Pursuant to a registration statement on Form S-1, originally filed on April 6, 2016, as amended, and declared effective by the SEC on May 26, 2016, and related prospectus (as supplemented), the Company registered, offered and sold to its participating stockholders of record as of the announced May 20, 2016 record date, one non-transferable subscription right for each share of common stock held by each stockholder as of the record date. Each right entitled the holder thereof to purchase one unit at the subscription price of $2.55 per unit, composed of one share of common stock and 0.5 of a warrant, with each whole warrant exercisable to purchase one share of common stock at an exercise price of $3.06 per share for 30 months from the date of issuance.  Pursuant to the Rights Offering, which closed on June 15, 2016, the Company sold an aggregate of 6,704,852 units, resulting in total net proceeds to the Company of $15.3 million, respectively.  The warrants issued pursuant to the Rights Offering are currently listed on NASDAQ under the symbol “CTYXW.”  Based on the relevant authoritative accounting guidance, the warrants were equity classified at the issuance date. Upon notice to the warrant holders, the warrants may be redeemed by the Company at $0.01 per warrant prior to their expiration and exercise if the Company’s common stock closes above $7.65 per share for 10 consecutive trading days.

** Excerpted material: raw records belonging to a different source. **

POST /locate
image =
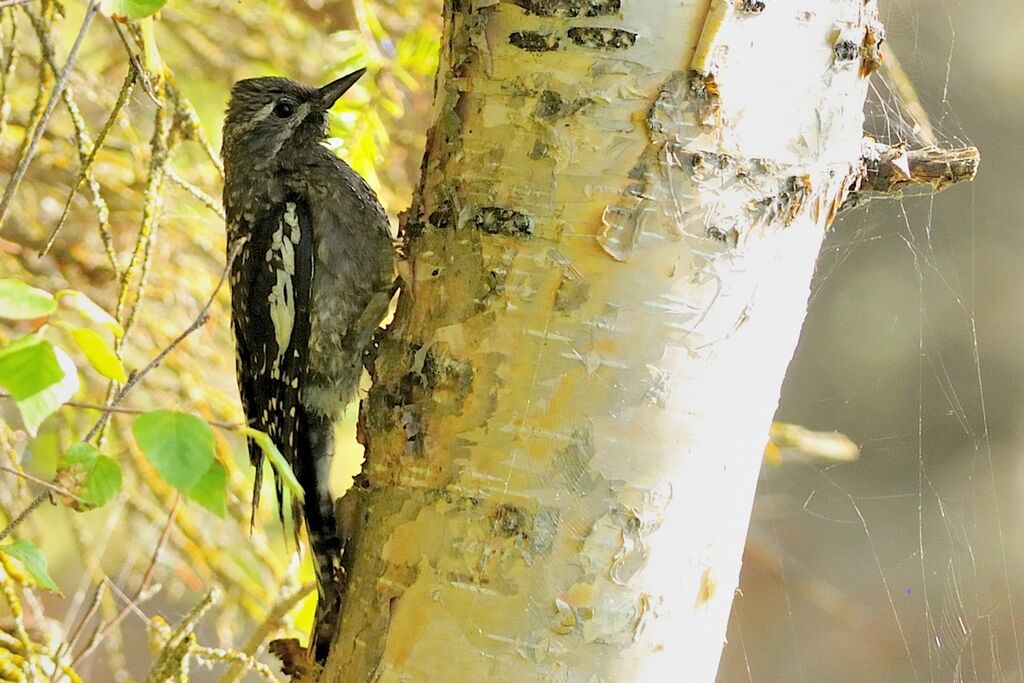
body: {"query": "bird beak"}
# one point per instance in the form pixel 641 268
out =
pixel 334 89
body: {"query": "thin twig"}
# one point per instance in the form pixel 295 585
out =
pixel 136 377
pixel 122 99
pixel 143 76
pixel 229 426
pixel 196 325
pixel 204 199
pixel 102 630
pixel 36 502
pixel 70 642
pixel 37 134
pixel 271 622
pixel 59 491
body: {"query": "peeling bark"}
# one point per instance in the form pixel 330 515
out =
pixel 609 261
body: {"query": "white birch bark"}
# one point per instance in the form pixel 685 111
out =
pixel 609 264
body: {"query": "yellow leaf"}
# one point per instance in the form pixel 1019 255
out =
pixel 99 353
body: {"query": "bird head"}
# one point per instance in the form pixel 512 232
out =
pixel 267 116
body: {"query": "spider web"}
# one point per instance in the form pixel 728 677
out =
pixel 902 566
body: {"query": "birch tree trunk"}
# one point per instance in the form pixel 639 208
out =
pixel 609 261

On December 22, 2016, we entered into the Lincoln Park Purchase Agreement pursuant to which we have the right to sell to Lincoln Park and Lincoln Park is obligated to purchase up to $20.0 million in amounts of shares, of our common stock, over the 30-month period commencing on the date that a registration statement, which we filed with the SEC in December 2016. We may direct Lincoln Park, at its sole discretion and subject to certain conditions, to purchase up to 100,000 shares of common stock on any business day but in no event will the amount of a single Regular Purchase (as defined in the Lincoln Park Purchase Agreement) exceed $1.0 million. The purchase price of shares of common stock related to the Regular Purchases will be based on the prevailing market prices of such shares at the time of sales. Our sales of shares of common stock to Lincoln Park under the Lincoln Park Purchase Agreement are limited to no more than the number of shares that would result in the beneficial ownership by Lincoln Park and its affiliates, at any single point in time, of more than 9.99% of the then outstanding shares of the common stock. There are no trading volume requirements or restrictions under the Lincoln Park Purchase Agreement. There is no upper limit on the price per share that Lincoln Park must pay for common stock under a Regular Purchase or an accelerated purchase and in no event will shares be sold to Lincoln Park on a day our closing price is less than the floor price of $0.50 per share as set forth in the Purchase Agreement. On December 22, 2016, we issued to Lincoln Park 127,419 shares of common stock with a market value on the date of issuance of approximately $0.2 million as commitment shares in consideration for entering into the Lincoln Park Purchase Agreement. We will issue up to an additional 382,258 shares of common stock on a pro rata basis to Lincoln Park only as and when shares are sold under the Lincoln Park Purchase Agreement to Lincoln Park. To date, we have sold no shares under the Lincoln Park Purchase Agreement with Lincoln Park.